In his statement denying the allegations, Wynn told the Journal that it was "deplorable for anyone to find themselves in this situation." The RNC didn't respond to requests for comment.

Michael Weaver, a spokesman for Wynn Resorts, declined to say whether he would remain at the RNC.

Remaining Silent Democrats were quick to pounce. "They remain silent amid sexual assault allegations involving Steve Wynn, one of their party's most senior officials," spokeswoman Sabrina Singh said in a statement. "We believe that women must be empowered and respected."

Larry Kawa, a Florida orthodontist and a Republican fundraiser, said the allegations won't limit Wynn's effectiveness in raising money for the party. "It's going to have no impact on his bundling ability," Kawa said. "Steve Wynn is Steve Wynn, he's not Steve Loser."

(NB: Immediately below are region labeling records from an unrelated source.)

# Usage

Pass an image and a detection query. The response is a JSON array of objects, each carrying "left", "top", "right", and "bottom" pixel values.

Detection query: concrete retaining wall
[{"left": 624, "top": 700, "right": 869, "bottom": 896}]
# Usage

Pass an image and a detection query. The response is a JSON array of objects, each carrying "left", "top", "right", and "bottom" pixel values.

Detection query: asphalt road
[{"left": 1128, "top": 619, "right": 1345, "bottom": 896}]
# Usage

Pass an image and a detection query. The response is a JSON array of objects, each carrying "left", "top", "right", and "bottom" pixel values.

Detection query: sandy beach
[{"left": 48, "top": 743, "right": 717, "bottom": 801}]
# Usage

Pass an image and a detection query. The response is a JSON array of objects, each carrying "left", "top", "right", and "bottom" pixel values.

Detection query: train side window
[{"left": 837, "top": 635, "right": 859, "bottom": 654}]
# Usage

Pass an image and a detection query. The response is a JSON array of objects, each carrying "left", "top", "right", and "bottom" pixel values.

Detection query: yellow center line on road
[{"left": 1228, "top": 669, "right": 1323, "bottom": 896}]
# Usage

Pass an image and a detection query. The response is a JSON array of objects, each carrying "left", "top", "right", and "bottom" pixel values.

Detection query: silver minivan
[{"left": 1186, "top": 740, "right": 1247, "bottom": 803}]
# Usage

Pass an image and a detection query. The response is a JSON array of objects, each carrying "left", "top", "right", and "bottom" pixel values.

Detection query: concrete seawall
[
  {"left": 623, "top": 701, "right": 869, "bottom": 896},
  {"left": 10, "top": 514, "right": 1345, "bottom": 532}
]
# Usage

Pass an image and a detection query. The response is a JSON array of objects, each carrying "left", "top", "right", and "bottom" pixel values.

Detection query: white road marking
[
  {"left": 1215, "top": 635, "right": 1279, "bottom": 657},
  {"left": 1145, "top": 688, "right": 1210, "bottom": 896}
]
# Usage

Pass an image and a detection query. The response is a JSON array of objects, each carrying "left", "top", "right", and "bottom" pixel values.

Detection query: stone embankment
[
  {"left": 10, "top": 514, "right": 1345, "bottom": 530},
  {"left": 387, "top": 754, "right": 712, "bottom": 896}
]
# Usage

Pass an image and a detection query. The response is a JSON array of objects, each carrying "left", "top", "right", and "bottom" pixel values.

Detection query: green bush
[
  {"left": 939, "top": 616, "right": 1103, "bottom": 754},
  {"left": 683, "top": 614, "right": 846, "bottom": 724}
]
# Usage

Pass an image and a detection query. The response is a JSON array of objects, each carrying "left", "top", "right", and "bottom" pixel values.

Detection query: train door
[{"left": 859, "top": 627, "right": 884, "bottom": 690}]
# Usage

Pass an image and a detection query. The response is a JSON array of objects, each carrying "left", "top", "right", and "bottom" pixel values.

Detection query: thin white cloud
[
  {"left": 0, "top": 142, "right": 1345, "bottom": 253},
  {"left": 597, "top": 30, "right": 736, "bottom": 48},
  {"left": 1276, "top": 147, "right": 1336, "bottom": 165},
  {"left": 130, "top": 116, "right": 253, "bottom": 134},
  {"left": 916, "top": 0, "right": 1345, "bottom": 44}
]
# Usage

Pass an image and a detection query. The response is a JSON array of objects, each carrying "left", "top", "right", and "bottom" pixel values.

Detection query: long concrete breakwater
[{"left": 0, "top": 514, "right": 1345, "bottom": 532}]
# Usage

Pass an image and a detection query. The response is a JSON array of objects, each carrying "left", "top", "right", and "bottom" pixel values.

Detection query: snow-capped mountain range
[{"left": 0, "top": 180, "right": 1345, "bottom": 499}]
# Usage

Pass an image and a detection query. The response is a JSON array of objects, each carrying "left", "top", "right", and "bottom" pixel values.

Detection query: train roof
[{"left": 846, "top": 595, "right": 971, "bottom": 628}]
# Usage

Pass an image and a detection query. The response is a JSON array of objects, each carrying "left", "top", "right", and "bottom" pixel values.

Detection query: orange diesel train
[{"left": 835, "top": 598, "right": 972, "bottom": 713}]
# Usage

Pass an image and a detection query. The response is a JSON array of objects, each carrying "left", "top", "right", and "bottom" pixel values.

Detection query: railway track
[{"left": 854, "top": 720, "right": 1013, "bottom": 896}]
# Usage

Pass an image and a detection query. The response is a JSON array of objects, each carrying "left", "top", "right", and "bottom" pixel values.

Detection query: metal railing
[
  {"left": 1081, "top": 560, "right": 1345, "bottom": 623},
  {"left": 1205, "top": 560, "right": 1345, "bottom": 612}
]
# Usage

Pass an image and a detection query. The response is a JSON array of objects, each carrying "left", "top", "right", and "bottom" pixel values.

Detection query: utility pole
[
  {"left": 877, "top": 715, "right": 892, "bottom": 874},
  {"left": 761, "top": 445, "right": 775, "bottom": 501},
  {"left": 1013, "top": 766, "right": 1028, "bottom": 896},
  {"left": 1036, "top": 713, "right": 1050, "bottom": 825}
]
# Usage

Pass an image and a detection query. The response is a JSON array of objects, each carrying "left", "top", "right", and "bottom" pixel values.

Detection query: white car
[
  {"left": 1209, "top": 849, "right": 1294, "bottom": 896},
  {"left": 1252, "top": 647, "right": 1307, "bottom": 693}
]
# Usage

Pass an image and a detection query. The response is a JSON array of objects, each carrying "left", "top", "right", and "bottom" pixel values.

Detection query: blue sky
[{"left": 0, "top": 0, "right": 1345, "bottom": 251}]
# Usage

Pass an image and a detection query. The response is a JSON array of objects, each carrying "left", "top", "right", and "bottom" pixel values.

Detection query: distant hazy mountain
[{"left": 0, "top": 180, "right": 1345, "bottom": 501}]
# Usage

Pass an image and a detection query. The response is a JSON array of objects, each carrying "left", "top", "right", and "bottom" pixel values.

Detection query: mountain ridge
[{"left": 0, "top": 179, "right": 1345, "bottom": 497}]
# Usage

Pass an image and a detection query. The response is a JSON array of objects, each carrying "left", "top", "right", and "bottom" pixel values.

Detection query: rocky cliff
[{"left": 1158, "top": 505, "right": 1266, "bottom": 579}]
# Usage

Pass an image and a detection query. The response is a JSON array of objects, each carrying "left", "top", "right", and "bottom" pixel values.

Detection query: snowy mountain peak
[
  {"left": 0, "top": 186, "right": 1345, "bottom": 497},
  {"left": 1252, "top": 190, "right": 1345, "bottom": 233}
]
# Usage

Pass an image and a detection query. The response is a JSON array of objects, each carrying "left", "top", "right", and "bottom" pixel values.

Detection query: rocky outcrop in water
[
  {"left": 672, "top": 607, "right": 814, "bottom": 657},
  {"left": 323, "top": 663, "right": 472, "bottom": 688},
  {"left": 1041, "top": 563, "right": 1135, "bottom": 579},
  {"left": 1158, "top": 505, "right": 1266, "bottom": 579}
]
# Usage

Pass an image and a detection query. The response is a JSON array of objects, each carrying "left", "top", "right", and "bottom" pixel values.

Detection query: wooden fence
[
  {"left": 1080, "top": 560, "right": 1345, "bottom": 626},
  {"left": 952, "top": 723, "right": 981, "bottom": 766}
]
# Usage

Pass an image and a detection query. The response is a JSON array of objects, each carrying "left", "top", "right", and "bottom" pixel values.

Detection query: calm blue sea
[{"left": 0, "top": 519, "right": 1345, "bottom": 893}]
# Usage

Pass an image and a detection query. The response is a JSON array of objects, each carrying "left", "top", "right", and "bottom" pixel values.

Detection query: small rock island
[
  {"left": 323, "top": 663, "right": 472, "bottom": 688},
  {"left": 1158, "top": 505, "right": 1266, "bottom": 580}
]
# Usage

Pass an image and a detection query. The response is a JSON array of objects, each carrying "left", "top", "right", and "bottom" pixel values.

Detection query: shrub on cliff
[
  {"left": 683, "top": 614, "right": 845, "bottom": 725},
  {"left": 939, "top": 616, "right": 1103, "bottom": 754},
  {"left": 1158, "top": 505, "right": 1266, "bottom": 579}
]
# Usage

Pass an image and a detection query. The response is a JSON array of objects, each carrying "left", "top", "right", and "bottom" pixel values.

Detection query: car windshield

Wynn and Trump have a long history. They competed in the Atlantic City casino market two decades ago - a period that included a fierce court battle.

They have since made amends, though Wynn has said he didn't fully embrace Trump until he had already won.

Wynn said Trump asked him to be the committee's finance chairman before the inauguration. His duties include building a national network of fundraisers and courting major donors, who increasingly have more options amid the rise of outside groups that can raise and spend unlimited sums.